Using GPUs for earth observation (EO) data processing is a rather undeveloped method. At the same time this is not a
novel way, because such approaches have been developed for more than 10 years. This was enabled by the
NVIDIA's CUDA architecture which makes possible to process generic payloads besides graphical textures. The `asar_focus`
processor is one of the attempts to reproduce the data quality of a legacy CPU based processor while enabling
processing performance gains.

This document aims to facilitate:
* further development of the focusser
* document the principles of efficient EO data processing using parallel processing paradigm


# 1.2 Scope

There is a single executable binary produced by the software package. It is built for Red Hat Enterprise Linux version
8.x. All the other components required are detailed in the [software user manual](https://github.com/cgi-estonia-space/asar-focus/blob/documentation/doc/sum/sum.md).
The project could be run on other Linux distributions as well, with possible tweaking of the required components.
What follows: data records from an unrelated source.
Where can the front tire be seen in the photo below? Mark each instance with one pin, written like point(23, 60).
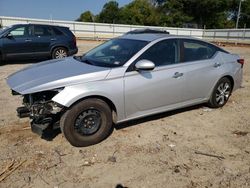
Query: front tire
point(221, 93)
point(87, 122)
point(59, 53)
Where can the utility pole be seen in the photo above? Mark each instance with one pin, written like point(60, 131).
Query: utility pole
point(238, 16)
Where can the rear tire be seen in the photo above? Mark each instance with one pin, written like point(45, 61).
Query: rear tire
point(87, 122)
point(59, 53)
point(221, 93)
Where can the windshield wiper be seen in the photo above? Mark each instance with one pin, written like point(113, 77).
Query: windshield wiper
point(86, 60)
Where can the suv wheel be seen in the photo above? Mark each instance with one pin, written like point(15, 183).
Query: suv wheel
point(221, 93)
point(87, 123)
point(59, 52)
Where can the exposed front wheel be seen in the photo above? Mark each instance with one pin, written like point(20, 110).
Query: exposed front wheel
point(87, 123)
point(221, 93)
point(59, 52)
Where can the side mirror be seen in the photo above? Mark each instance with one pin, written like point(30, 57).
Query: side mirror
point(144, 65)
point(9, 35)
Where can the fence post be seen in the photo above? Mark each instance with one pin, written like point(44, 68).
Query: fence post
point(94, 31)
point(74, 28)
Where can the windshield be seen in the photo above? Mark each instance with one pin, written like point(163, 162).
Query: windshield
point(2, 30)
point(113, 53)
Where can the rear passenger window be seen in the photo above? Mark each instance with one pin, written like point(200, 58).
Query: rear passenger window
point(19, 31)
point(42, 31)
point(192, 50)
point(57, 31)
point(162, 53)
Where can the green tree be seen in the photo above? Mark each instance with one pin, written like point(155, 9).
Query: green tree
point(110, 13)
point(245, 14)
point(212, 13)
point(139, 12)
point(86, 17)
point(172, 14)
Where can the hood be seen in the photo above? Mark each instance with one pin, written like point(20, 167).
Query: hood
point(54, 74)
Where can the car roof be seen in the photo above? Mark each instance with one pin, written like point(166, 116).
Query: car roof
point(38, 25)
point(152, 36)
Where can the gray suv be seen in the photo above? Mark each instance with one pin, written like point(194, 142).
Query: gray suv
point(129, 77)
point(33, 40)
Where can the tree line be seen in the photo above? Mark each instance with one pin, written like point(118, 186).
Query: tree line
point(174, 13)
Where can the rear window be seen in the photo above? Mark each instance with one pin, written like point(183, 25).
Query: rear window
point(192, 50)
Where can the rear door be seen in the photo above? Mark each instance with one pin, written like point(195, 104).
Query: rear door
point(42, 38)
point(201, 67)
point(148, 92)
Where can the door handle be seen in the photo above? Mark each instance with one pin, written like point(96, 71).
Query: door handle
point(217, 65)
point(177, 75)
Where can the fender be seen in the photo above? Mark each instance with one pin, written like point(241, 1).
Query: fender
point(112, 89)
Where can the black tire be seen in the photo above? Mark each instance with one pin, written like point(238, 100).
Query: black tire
point(59, 52)
point(219, 99)
point(73, 130)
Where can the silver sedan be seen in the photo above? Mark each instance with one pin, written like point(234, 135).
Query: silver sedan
point(129, 77)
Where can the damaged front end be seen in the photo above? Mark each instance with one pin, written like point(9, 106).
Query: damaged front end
point(43, 112)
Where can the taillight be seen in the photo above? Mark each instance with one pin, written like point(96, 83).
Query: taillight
point(74, 39)
point(241, 61)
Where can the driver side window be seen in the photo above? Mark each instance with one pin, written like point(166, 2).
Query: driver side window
point(162, 53)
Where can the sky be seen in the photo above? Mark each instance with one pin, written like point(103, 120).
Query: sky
point(55, 9)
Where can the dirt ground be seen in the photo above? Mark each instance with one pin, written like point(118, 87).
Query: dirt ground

Current state of the focusser will be able to focus ERS-1/2 and Envisat's synthetic aperture radar (SAR) instrument's
data for the imaging mode (IM) datasets only. It lacks some functionality in order to match the baseline PF-ASAR
processor functionality:
* PATC/PATN support for ERS time synchronization is missing
* Sections of metadata is not appropriately formed (enough for products to be further processed in ESA SNAP)
* Focussing quality is not matched (visually good, but histograms of focussed I/Q raster are not so well-formed)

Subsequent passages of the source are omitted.